Nordhausen gaped at the remark, looking at Maeve in amazement.

“Yes,” LeGrand pressed on. “No one was hurt, thank goodness. The soldiers were very efficient. They searched every house on the street and found a recently discharged musket. But the assailant—the assailants I should say, had vanished. Witnesses claim they saw a man and a woman at the window when the shot was fired. It was very strange… until I found the purse, of course.”

“I don’t understand,” said Maeve.

“Well it was clearly European in style, beaded in the fashion of 19 thcentury France. By the way, your costuming is very good, my lady. The professor’s wig is a tad small for his face, but I think it lends him an air of credibility, wouldn’t you say?”

Nordhausen resisted the instinct to straighten his wig, folded his arms, and glared at the man. “See here… speak plainly now. Just who are you and how do you know us? How did you know we would be here on this road?”

“Well the purse, of course. It was all written down. Really, Miss Lindford, you should be a bit more cautious. Using a ball point pen to make notations is one thing, but taking the note with you through the Arch is quite another. Tisk, tisk.”

That last remark swept away any notion that this man might be a local. Maeve looked at Robert and the two of them quickly recalibrated their thinking to the proposition that LeGrand was indeed a fellow traveler in time.

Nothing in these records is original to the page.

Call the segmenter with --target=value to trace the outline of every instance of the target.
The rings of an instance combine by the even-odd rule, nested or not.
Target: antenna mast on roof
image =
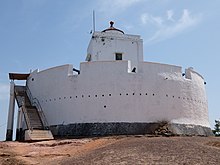
[[[94,33],[95,32],[95,10],[93,10],[92,21],[93,21],[93,33]]]

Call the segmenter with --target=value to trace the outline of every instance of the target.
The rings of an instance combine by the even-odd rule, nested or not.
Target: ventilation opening
[[[122,60],[122,53],[115,53],[115,60]]]

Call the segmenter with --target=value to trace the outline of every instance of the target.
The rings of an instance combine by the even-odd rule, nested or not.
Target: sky
[[[114,21],[125,33],[141,35],[145,61],[182,66],[183,72],[193,67],[203,75],[213,128],[220,119],[219,8],[219,0],[0,0],[0,141],[7,125],[8,73],[63,64],[79,68],[93,10],[96,31]]]

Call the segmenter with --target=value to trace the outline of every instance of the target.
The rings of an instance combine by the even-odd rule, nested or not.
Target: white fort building
[[[80,69],[62,65],[10,73],[7,140],[15,100],[17,139],[166,133],[212,135],[203,77],[188,68],[145,62],[143,40],[110,27],[94,32]],[[24,86],[14,80],[26,80]]]

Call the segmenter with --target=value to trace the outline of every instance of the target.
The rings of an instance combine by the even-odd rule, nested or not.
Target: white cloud
[[[7,100],[9,98],[10,85],[0,83],[0,100]]]
[[[147,13],[141,15],[141,22],[143,25],[148,23],[157,26],[157,31],[148,39],[147,43],[154,43],[172,38],[196,26],[201,21],[201,15],[192,15],[187,9],[183,10],[182,16],[178,20],[174,20],[173,15],[173,10],[167,11],[166,18],[155,17]]]

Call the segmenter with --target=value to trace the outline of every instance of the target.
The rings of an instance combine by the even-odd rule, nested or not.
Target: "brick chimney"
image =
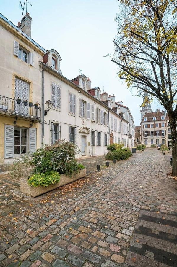
[[[20,29],[29,37],[31,35],[31,21],[32,18],[27,12],[22,20]]]

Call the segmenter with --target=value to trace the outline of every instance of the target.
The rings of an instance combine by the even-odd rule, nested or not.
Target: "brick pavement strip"
[[[0,175],[0,266],[177,266],[177,185],[161,151],[105,165],[35,199]]]

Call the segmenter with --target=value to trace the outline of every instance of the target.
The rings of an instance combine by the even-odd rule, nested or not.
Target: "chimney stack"
[[[22,31],[29,37],[31,37],[31,35],[32,20],[32,18],[27,12],[22,20],[20,27]]]

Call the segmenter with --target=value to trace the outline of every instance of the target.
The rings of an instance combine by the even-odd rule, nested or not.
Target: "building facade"
[[[16,26],[0,14],[0,169],[61,139],[79,147],[79,158],[104,155],[114,142],[134,145],[132,116],[85,75],[63,75],[58,53],[31,38],[32,20],[27,13]]]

“Oh, it was all in your notes,” LeGrand continued. “You penned the target date you were trying to reconnoiter, the premise of your entry, details about the Perla, the missing Americans lost at sea, your idea in assuming their identity—quite clever, really. But then again, I should expect nothing less from the redoubtable Maeve Lindford.” There was a special fire in his eyes as he said that, and Maeve was warmed enough to return a half smile.

“You wrote all that down and brought it with you?” Now it was Nordhausen’s turn to raise eyebrows over abuse of protocol. “I distinctly remember you chiding me: No PDAs, cell phones, wrist watches, Parker Pens and all. Then you go and slip a note like that into your purse?” Maeve merely squinted in his direction, her thoughts and attention focused entirely on LeGrand for the moment, her mind running down a hundred corridors.